Sugarcane price arrears to cross Rs.262 billion in 2017-18 sugar year

To be highest ever

Sugarcane price arrears are expected to rocket from Rs.32.72 billion as on 1 October 2017 to Rs.262 billion by the end of the current sugar year. They had risen from Rs.7.6 billion as on 1 October 2016 to Rs.32.72 billion as on 1 October 2017.

Sugarcane arrears topped Rs.182.9 billion as on 15 March 2018, according to the Directorate of Sugar of the central government. The sugar mills association has claimed that sugarcane price arrears as on 30 April 2018 are over Rs.210 billion. The arrears are expected to rise further by the end of the season and cross Rs.260 billion as sugar prices are expected to remain weak.

Sugarcane arrears at the end of the current sugar season will be the highest unpaid dues the industry has ever reported in the past.
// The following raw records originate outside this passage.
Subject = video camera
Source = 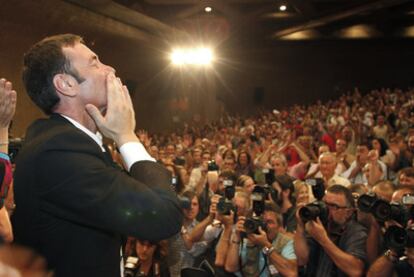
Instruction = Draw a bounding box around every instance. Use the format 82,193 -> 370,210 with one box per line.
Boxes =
357,193 -> 414,226
207,160 -> 219,171
299,178 -> 328,225
244,186 -> 267,234
217,180 -> 236,215
262,168 -> 279,203
384,225 -> 414,251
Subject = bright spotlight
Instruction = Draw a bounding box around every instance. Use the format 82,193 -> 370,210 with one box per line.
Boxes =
171,48 -> 213,65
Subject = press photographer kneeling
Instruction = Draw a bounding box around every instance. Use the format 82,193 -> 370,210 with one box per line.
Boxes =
295,185 -> 367,276
368,192 -> 414,277
225,186 -> 297,277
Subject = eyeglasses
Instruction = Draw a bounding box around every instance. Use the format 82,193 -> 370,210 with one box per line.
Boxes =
325,202 -> 349,211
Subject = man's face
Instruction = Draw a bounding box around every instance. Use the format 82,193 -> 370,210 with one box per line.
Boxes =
319,156 -> 336,178
323,192 -> 353,225
135,240 -> 157,262
263,211 -> 280,241
63,43 -> 115,110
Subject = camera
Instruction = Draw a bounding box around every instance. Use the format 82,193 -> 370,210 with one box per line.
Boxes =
262,168 -> 279,203
244,186 -> 267,234
402,193 -> 414,205
262,168 -> 275,186
305,178 -> 325,201
207,160 -> 219,171
299,198 -> 328,224
124,256 -> 139,277
357,193 -> 391,222
244,217 -> 267,234
177,195 -> 191,210
384,225 -> 414,250
217,180 -> 236,215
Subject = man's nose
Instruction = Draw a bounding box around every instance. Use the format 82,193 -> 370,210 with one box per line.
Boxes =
105,64 -> 116,74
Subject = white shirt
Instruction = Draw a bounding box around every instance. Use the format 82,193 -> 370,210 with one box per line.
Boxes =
61,114 -> 155,277
61,114 -> 155,171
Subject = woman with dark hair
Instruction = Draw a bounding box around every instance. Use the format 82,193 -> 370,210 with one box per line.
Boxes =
125,238 -> 170,277
235,150 -> 254,178
371,138 -> 395,170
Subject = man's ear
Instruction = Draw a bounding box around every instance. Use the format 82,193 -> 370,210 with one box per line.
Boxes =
53,73 -> 76,97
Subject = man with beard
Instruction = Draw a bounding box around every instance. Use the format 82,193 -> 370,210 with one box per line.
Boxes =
295,185 -> 367,276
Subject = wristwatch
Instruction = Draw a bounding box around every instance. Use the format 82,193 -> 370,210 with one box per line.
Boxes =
262,246 -> 275,256
384,249 -> 398,264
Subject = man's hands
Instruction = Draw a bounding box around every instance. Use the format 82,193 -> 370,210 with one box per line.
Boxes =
0,78 -> 17,128
85,73 -> 139,147
247,226 -> 271,247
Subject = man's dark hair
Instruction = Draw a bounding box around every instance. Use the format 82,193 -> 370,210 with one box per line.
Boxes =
22,34 -> 83,114
326,185 -> 355,208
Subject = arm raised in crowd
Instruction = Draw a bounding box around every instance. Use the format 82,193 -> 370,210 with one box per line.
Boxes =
185,194 -> 220,249
215,211 -> 234,267
0,78 -> 17,242
224,216 -> 246,272
306,218 -> 365,276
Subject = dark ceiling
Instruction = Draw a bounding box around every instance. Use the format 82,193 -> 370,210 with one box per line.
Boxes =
106,0 -> 414,43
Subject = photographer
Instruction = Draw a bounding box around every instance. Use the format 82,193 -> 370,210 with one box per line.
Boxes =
367,226 -> 414,277
225,201 -> 297,277
295,185 -> 367,276
124,238 -> 170,277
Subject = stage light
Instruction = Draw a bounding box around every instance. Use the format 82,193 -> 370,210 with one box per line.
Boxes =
170,47 -> 213,66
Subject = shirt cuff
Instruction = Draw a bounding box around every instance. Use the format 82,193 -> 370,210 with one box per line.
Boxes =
119,142 -> 155,171
0,152 -> 10,162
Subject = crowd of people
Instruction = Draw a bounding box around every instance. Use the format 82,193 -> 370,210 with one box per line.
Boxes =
0,33 -> 414,277
114,89 -> 414,276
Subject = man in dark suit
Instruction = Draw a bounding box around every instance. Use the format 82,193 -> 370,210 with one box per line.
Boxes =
13,34 -> 182,277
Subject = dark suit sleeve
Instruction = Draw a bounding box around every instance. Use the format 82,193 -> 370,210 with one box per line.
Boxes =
35,138 -> 182,241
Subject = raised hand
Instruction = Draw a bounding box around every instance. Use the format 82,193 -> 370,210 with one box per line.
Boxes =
0,78 -> 17,128
85,73 -> 138,147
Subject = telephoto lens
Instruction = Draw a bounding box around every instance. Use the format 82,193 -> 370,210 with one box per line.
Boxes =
384,225 -> 414,251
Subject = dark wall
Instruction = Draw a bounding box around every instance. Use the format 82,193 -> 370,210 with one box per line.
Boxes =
0,0 -> 414,136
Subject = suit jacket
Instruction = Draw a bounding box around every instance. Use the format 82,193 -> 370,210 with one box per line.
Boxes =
13,115 -> 182,277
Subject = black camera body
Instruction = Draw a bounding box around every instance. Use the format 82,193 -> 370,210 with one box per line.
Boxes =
207,160 -> 219,171
124,256 -> 139,277
305,178 -> 325,201
243,217 -> 267,234
299,200 -> 328,225
217,180 -> 237,215
177,195 -> 191,210
384,225 -> 414,251
243,186 -> 267,234
357,193 -> 412,226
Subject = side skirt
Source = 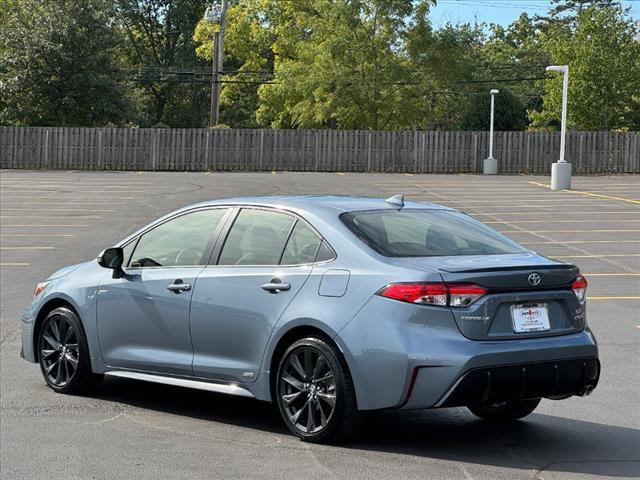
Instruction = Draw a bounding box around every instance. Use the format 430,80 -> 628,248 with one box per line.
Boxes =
104,370 -> 255,398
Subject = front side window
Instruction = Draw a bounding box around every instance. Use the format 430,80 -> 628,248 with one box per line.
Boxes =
125,208 -> 227,267
340,210 -> 527,257
218,208 -> 295,265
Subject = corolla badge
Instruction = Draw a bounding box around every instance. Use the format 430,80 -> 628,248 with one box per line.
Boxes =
527,272 -> 542,287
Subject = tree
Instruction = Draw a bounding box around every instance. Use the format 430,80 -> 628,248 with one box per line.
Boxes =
192,0 -> 438,129
115,0 -> 208,127
193,0 -> 277,128
461,88 -> 527,132
532,5 -> 640,130
478,13 -> 551,111
0,0 -> 127,126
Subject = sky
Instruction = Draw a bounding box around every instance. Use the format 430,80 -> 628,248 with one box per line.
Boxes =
430,0 -> 640,27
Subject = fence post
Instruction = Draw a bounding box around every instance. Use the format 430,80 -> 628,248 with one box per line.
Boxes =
151,128 -> 158,172
44,128 -> 49,170
259,130 -> 264,171
96,128 -> 104,170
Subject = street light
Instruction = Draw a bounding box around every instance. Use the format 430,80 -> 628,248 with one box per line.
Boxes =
204,0 -> 227,127
482,88 -> 500,175
546,65 -> 571,190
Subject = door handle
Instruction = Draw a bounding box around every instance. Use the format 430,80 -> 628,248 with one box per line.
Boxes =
260,278 -> 291,293
167,280 -> 191,293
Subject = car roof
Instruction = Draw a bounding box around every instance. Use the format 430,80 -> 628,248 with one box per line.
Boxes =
190,195 -> 454,213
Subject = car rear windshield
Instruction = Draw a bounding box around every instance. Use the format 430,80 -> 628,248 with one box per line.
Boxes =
340,209 -> 527,257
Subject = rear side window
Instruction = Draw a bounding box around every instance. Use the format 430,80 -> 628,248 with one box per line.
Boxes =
218,209 -> 295,265
340,209 -> 527,257
280,220 -> 321,265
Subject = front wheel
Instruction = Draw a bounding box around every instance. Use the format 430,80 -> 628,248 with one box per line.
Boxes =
276,337 -> 358,443
38,307 -> 101,394
467,398 -> 540,422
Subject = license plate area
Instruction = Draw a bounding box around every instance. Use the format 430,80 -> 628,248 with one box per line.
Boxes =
511,303 -> 551,333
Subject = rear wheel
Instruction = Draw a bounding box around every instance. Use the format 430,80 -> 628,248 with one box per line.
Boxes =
38,307 -> 102,394
467,398 -> 540,422
276,337 -> 358,443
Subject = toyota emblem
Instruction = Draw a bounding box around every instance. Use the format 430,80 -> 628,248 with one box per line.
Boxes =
527,272 -> 542,287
Sugar mills are unable to make payment to farmers on time for the cane purchased as sugar prices have fallen below their cost of production. While the cost of producing sugar is around Rs.35 per kg, as per the Indian Sugar Mills Association (ISMA), sugar is currently being sold at Rs.26 per kg in the domestic wholesale market. As a result, mills are suffering a loss of Rs.9 per kg on sale of sugar.

There is a huge gap between the cane prices to be paid by the sugar mills as per the Fixed and Remunerative prices (FRP) and the prices the mills can afford to pay at the prevailing rate of sugar price. As per the FRP fixed by the Centre, mills are required to pay Rs.255 per quintal on cane purchased. The mills, however, can only pay Rs.237 per quintal.

This is because, for every one quintal (100 kg) of cane crushed, mills produced roughly 10.7 kg sugar. The current market price of sugar is Rs.26 per kg. We believe that sugar will average Rs.29.5 per kg for the year as a whole. At this average price and with a 10.7 per cent recovery rate, mills can pay a maximum of Rs.237 per quintal. This does not even cover the FRP.

The gap for sugar mills in UP is even higher as the State Advised Price (SAP) is much higher than even the FRP at around Rs.315-325 per quintal. UP is also the largest sugar producing state in India and consequently accounts for nearly half of the cane arrears.

With the wholesale market price averaging at Rs.29.5 per kg, the mill gate price would average Rs.27 per kg. This would result in an underrecovery of Rs.256 billion. The Rs.5.5 per quintal cane subsidy by the central government would reduce this by a maximum of Rs.17.6 billion. Consequently, sugar mills are likely to pile up arrears to the extent of Rs.238 billion by the end of the current sugar season. Add to that arrears of the previous two sugar seasons amounting to Rs.24 billion. The total arrears of the industry is expected to touch Rs.262 billion by September 2018.